Ningyo-ro, the Doll Pavilion, was crowded, filled with smoke and gimlet-eyed Japanese all cross-referencing their contacts in industry, government, the bureaucracy, and the Yakuza. All these sectors were inextricably entwined in an elaborate institutional dance of favors met and payoffs proffered, intimidation exerted and face saved, that invariably bewildered any Westerner exposed to even a small part of it.
Nicholas and Tachi moved slowly through the crowd, making their way to the bar at the far end of the room. It was constructed of frosted glass, lit from below by tubes of fluorescent light, which threw into high relief the carvings of female No figures seen through a forest of bubbles not unlike those in old-fashioned Christmas lights or sixties Wurlitzer jukeboxes.
As they neared this deliberate film-noir artifact, Nicholas watched a slender waitress as she delivered drinks to a table of thickset Japanese businessmen. She looked like a doll in traditional white makeup. They turned their sweat-streaked faces toward her briefly, laughing among themselves. One reached for a beer, and Nicholas saw a thick swath of elaborate
irizumi,
the tattoos favored by Yakuza.
Nicholas and Tachi ordered Sapporo beers. Another foolish Japanese businessman was trying out his awful Elvis impersonation singing “Viva Las Vegas.” Try as he might, he couldn’t get the hip swivel. It was really quite laughable.
Tachi grunted. “It’s a big ‘if’ as to whether this Zao is here at all.”
“I don’t think so,” Nicholas said. “The Russian was fastidious with his accounting. He kept a receipt for this place.

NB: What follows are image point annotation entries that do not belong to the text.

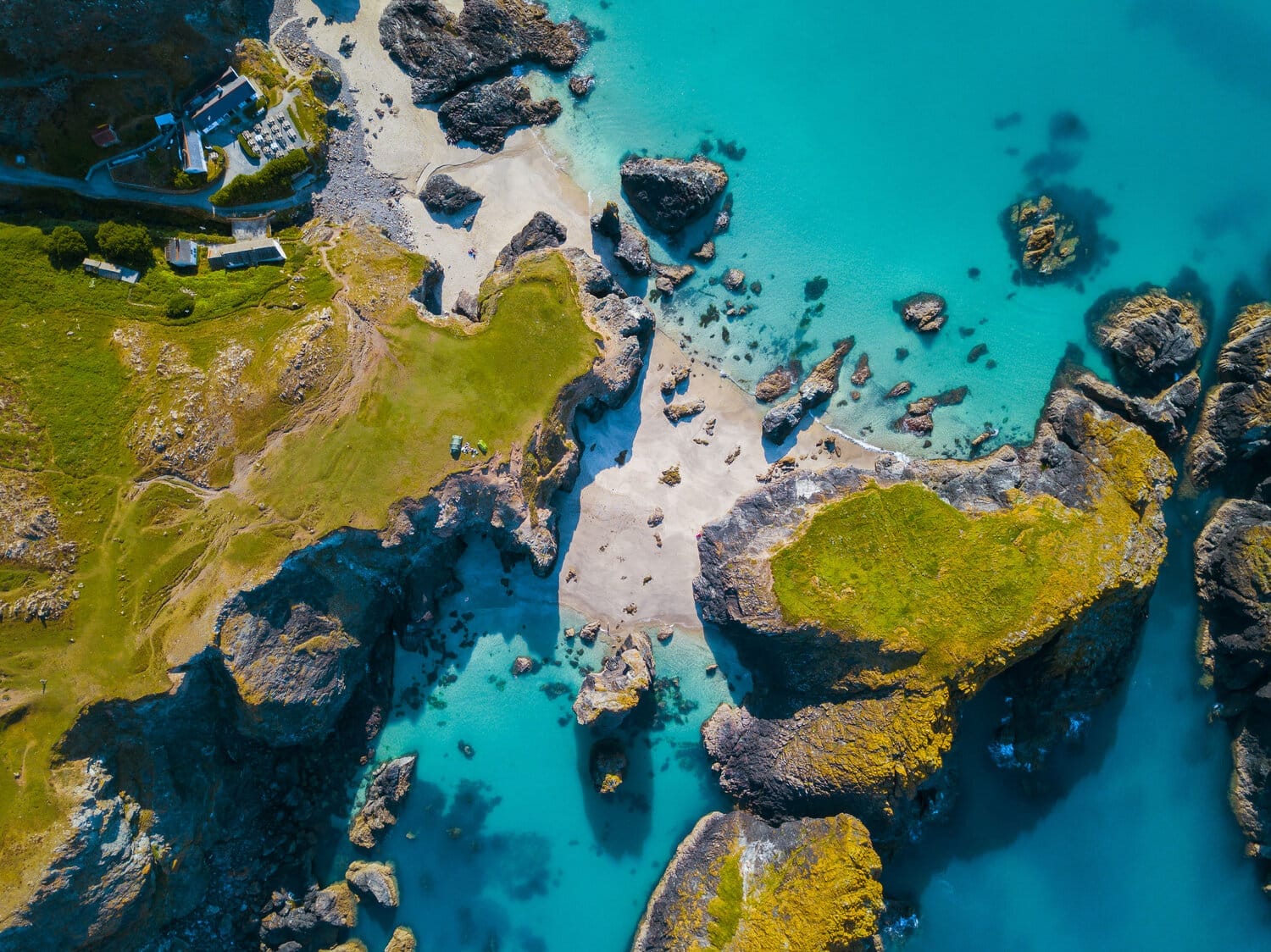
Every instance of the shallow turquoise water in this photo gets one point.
(874, 158)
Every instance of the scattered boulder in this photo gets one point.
(670, 193)
(444, 196)
(541, 231)
(374, 880)
(607, 764)
(783, 419)
(862, 373)
(608, 695)
(773, 384)
(1151, 338)
(923, 312)
(683, 409)
(388, 789)
(704, 253)
(486, 114)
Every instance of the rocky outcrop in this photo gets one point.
(861, 667)
(785, 418)
(1045, 239)
(389, 784)
(487, 113)
(1152, 340)
(923, 312)
(740, 885)
(444, 53)
(1233, 434)
(624, 678)
(1233, 580)
(670, 193)
(374, 880)
(234, 769)
(541, 231)
(445, 196)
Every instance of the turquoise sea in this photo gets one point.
(882, 142)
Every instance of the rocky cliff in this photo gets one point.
(872, 606)
(740, 885)
(193, 800)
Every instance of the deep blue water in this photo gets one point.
(882, 142)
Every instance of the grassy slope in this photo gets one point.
(902, 566)
(157, 558)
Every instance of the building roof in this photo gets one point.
(258, 251)
(104, 135)
(182, 253)
(192, 149)
(104, 268)
(234, 96)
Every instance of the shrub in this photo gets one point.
(272, 180)
(66, 246)
(180, 305)
(125, 244)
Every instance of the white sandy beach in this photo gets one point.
(609, 555)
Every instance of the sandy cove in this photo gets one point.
(608, 547)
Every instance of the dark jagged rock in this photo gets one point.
(388, 789)
(739, 885)
(1233, 434)
(785, 418)
(1233, 580)
(923, 312)
(445, 53)
(541, 231)
(487, 113)
(669, 193)
(1151, 340)
(859, 722)
(625, 677)
(445, 196)
(608, 223)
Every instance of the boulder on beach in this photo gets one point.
(444, 196)
(670, 193)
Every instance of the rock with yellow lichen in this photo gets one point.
(872, 606)
(1233, 436)
(739, 885)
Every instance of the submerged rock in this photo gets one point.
(374, 880)
(487, 113)
(785, 418)
(388, 789)
(670, 193)
(445, 53)
(1233, 436)
(740, 885)
(608, 695)
(608, 764)
(1151, 338)
(445, 196)
(923, 312)
(1046, 239)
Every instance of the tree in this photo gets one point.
(125, 244)
(66, 246)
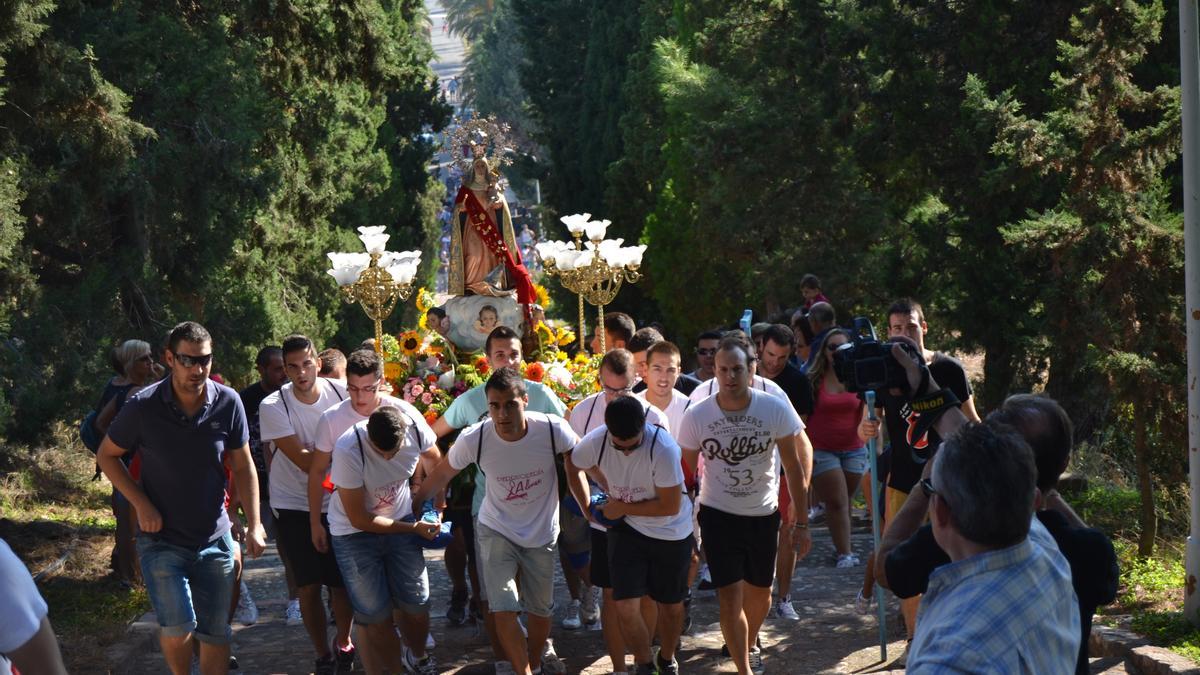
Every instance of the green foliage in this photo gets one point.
(197, 162)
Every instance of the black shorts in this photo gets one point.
(739, 548)
(600, 559)
(646, 566)
(309, 566)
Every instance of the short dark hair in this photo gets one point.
(267, 353)
(507, 380)
(297, 342)
(779, 334)
(906, 306)
(189, 330)
(364, 362)
(624, 417)
(621, 326)
(987, 476)
(387, 428)
(1045, 426)
(643, 339)
(499, 333)
(738, 340)
(330, 359)
(664, 347)
(822, 314)
(617, 362)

That means if he stayed overnight in Kyoto, he didn’t pay for it.”
“Maybe Zao put him up.”
Nicholas nodded. “Right. It makes sense.”

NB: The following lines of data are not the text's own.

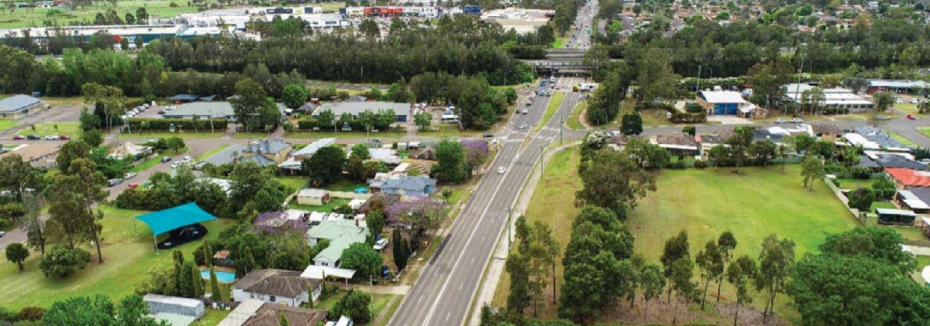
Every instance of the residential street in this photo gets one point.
(444, 292)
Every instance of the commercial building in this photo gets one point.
(841, 99)
(207, 110)
(899, 86)
(18, 106)
(728, 103)
(402, 110)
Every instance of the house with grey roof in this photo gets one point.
(18, 106)
(401, 110)
(277, 286)
(341, 234)
(408, 186)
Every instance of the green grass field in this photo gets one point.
(554, 104)
(71, 129)
(211, 152)
(128, 255)
(924, 130)
(36, 16)
(753, 204)
(574, 120)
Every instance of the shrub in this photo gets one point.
(60, 261)
(30, 314)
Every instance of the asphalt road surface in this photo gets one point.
(580, 37)
(445, 290)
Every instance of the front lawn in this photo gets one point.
(70, 129)
(128, 254)
(924, 130)
(901, 139)
(752, 204)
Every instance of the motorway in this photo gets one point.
(444, 292)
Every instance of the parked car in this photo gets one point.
(380, 244)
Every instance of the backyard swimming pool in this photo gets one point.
(222, 277)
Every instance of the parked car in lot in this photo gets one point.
(380, 244)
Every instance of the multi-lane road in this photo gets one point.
(444, 292)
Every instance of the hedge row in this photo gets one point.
(183, 124)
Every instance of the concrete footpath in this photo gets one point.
(499, 259)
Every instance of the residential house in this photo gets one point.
(408, 186)
(276, 286)
(709, 141)
(871, 138)
(911, 200)
(341, 234)
(266, 152)
(681, 145)
(401, 110)
(174, 305)
(880, 160)
(827, 132)
(906, 178)
(313, 197)
(728, 103)
(294, 162)
(253, 312)
(895, 216)
(18, 106)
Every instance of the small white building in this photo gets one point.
(276, 286)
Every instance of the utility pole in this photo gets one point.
(697, 83)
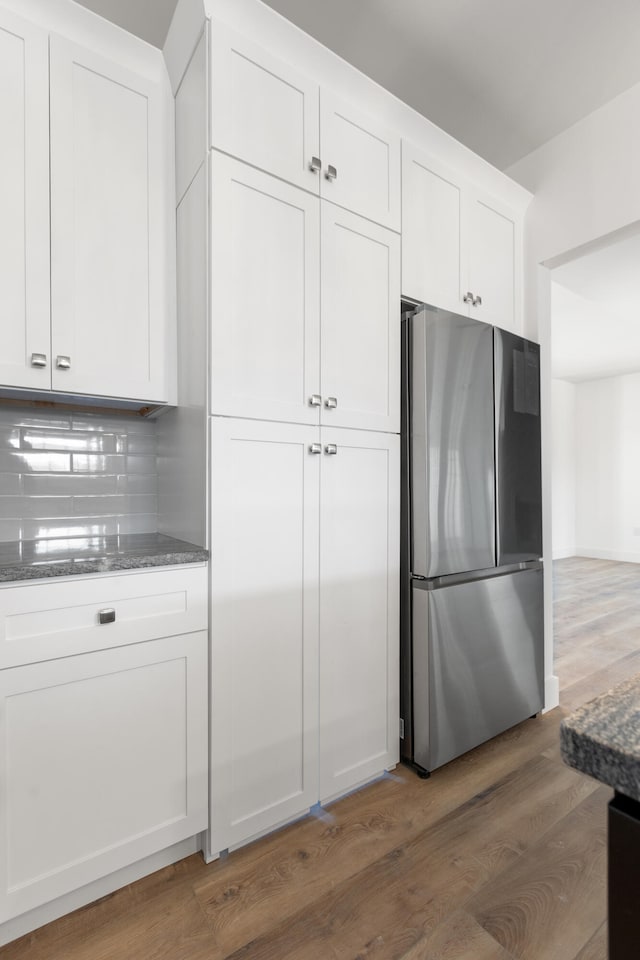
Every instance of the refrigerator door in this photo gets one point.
(477, 662)
(452, 443)
(518, 468)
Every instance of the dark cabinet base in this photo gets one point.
(624, 878)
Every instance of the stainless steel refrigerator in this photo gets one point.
(472, 594)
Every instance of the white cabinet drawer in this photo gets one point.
(60, 618)
(103, 761)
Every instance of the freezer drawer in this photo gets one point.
(477, 662)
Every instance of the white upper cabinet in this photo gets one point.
(265, 343)
(305, 318)
(360, 324)
(266, 113)
(108, 309)
(24, 204)
(262, 110)
(495, 260)
(432, 237)
(461, 249)
(86, 291)
(360, 161)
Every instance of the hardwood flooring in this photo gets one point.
(500, 856)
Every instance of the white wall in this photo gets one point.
(563, 467)
(586, 180)
(586, 183)
(607, 465)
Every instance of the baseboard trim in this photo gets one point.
(563, 553)
(551, 693)
(26, 922)
(597, 553)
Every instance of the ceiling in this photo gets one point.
(148, 19)
(502, 76)
(595, 314)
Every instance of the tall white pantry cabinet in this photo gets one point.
(304, 213)
(305, 456)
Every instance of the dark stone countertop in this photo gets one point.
(37, 559)
(602, 738)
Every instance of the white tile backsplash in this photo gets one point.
(76, 475)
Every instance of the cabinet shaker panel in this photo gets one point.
(493, 261)
(108, 296)
(265, 295)
(432, 250)
(264, 622)
(360, 324)
(117, 771)
(24, 204)
(263, 111)
(359, 587)
(360, 161)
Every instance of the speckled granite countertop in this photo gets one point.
(602, 738)
(35, 559)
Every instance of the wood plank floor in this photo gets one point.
(500, 856)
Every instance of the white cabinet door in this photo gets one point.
(265, 296)
(262, 110)
(434, 260)
(360, 161)
(360, 322)
(24, 204)
(495, 261)
(359, 608)
(103, 761)
(461, 249)
(108, 294)
(264, 626)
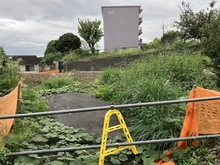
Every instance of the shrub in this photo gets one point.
(156, 78)
(9, 76)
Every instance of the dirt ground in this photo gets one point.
(91, 121)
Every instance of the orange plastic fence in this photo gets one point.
(8, 106)
(201, 118)
(50, 71)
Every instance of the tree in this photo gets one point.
(191, 23)
(90, 32)
(211, 44)
(51, 47)
(9, 75)
(67, 43)
(169, 37)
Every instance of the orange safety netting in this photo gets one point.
(8, 106)
(201, 118)
(50, 71)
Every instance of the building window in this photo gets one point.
(111, 12)
(29, 68)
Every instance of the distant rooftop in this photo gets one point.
(26, 59)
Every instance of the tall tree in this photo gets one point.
(51, 47)
(68, 42)
(90, 32)
(211, 44)
(191, 23)
(169, 37)
(9, 75)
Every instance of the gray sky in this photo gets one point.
(26, 26)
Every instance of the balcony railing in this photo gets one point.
(140, 20)
(140, 10)
(140, 31)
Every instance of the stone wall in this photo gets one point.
(35, 78)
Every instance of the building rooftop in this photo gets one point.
(26, 59)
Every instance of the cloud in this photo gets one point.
(26, 26)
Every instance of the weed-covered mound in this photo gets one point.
(157, 78)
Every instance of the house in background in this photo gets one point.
(27, 63)
(121, 27)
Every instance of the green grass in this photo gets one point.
(156, 78)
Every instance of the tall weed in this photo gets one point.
(156, 78)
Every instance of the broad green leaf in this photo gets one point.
(115, 161)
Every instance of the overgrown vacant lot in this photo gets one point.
(156, 78)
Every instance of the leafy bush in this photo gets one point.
(9, 76)
(156, 78)
(56, 83)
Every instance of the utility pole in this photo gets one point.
(163, 28)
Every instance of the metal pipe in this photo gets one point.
(109, 107)
(113, 145)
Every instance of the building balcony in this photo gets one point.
(140, 10)
(140, 20)
(140, 31)
(140, 41)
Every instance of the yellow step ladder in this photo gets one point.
(107, 129)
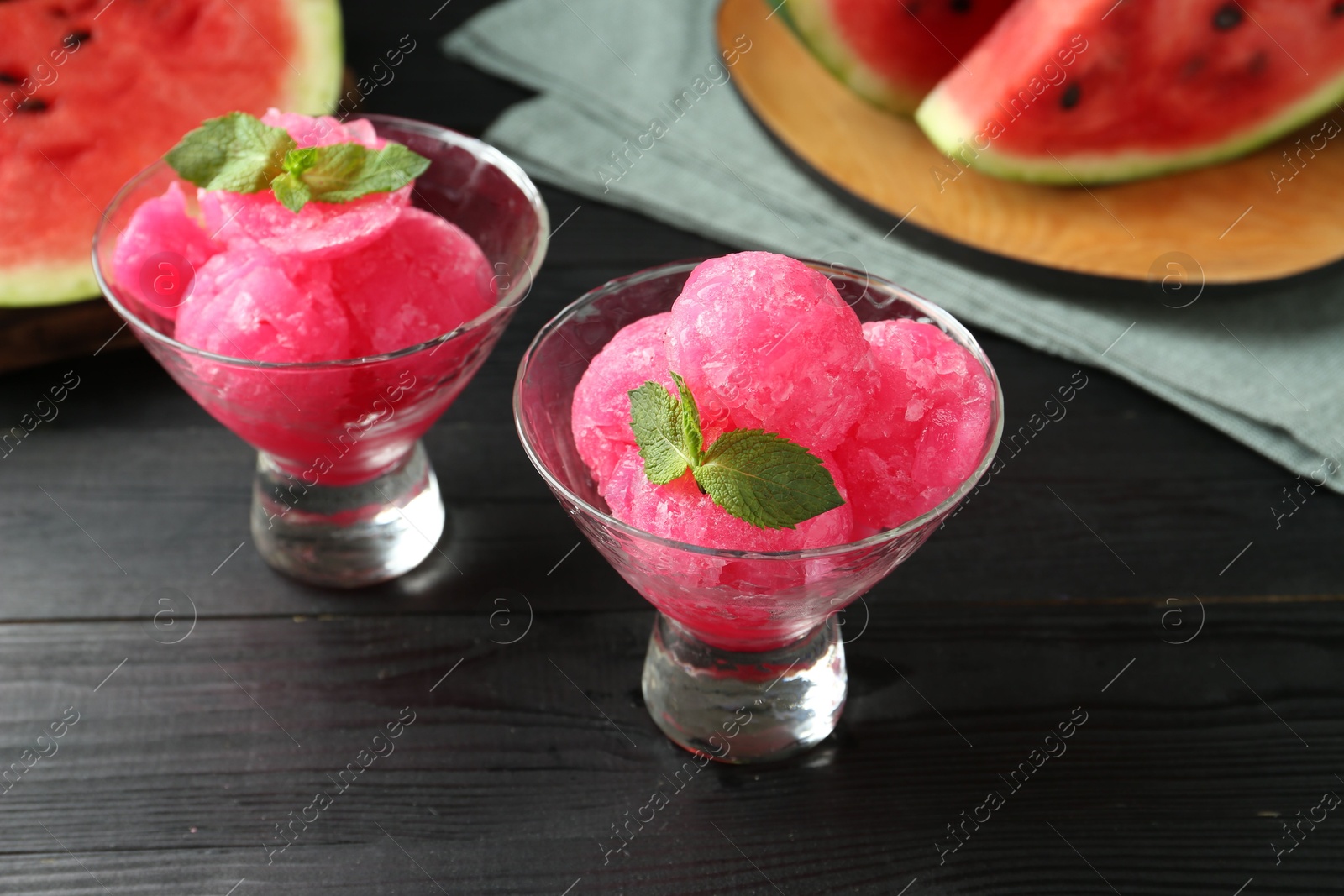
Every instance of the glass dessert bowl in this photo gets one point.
(344, 495)
(737, 631)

“But how are we going to find him in this din? It would be like looking in a haystack for a plastic needle. Not even a metal detector would help.”
He gave Tachi a grin. “We’re
not
going to find him; we’re going to let him find us.” Nicholas signaled to the bartender and, when he came over, leaned in so that he could be heard. “Tell Zao that Pavlov sent us. The deal didn’t go through and Pavlov’s unhappy.
Very
unhappy.”
“I don’t know anyone named Zao,” the bartender said.